Control of Magneto-Electric Phenomena in altered Two-dimensional Quantum Materials and Heterostructures

The advent of atomically thin graphene, other two-dimensional (2D) materials, and their van der Waals heterostructures with a wide variety of properties, ranging from metallic, semiconducting, and insulating to magnetic and superconducting behaviors, offers unprecedented possibilities for tuning the dynamic degrees of freedom of charge, spin, and orbital and their exchange and correlations.

To explore these possibilities, in this project, we will (i) Realize altered 2D quantum materials (2DQM) via straining, proximity effect, and newly developed direct-grown van der Waals heterostructures. (ii) Uncover strain control of charge and spin phenomena in 2DQM. (iii) Achieve unique orbital and topological Hall transport in 2D heterostructures and explore quantum phases in them at milli-Kelvin and high-magnetic field.

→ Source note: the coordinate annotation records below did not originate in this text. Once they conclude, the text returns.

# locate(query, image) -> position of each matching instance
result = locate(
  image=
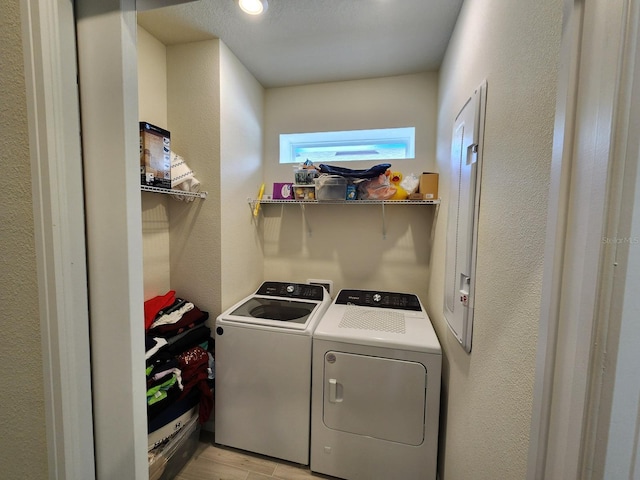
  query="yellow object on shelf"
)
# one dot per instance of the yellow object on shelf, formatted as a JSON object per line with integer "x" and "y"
{"x": 256, "y": 209}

The project’s success is expected to unlock new experimental pathways for manipulating magneto-electric phenomena of spin and orbital transport and ordering in altered 2D materials and their heterostructures, shedding new light on spin, orbital, and correlation physics.

In addition, it can lead to exploring and harnessing new quantum charge and spin phases that can have implications for future quantum sensing and technologies.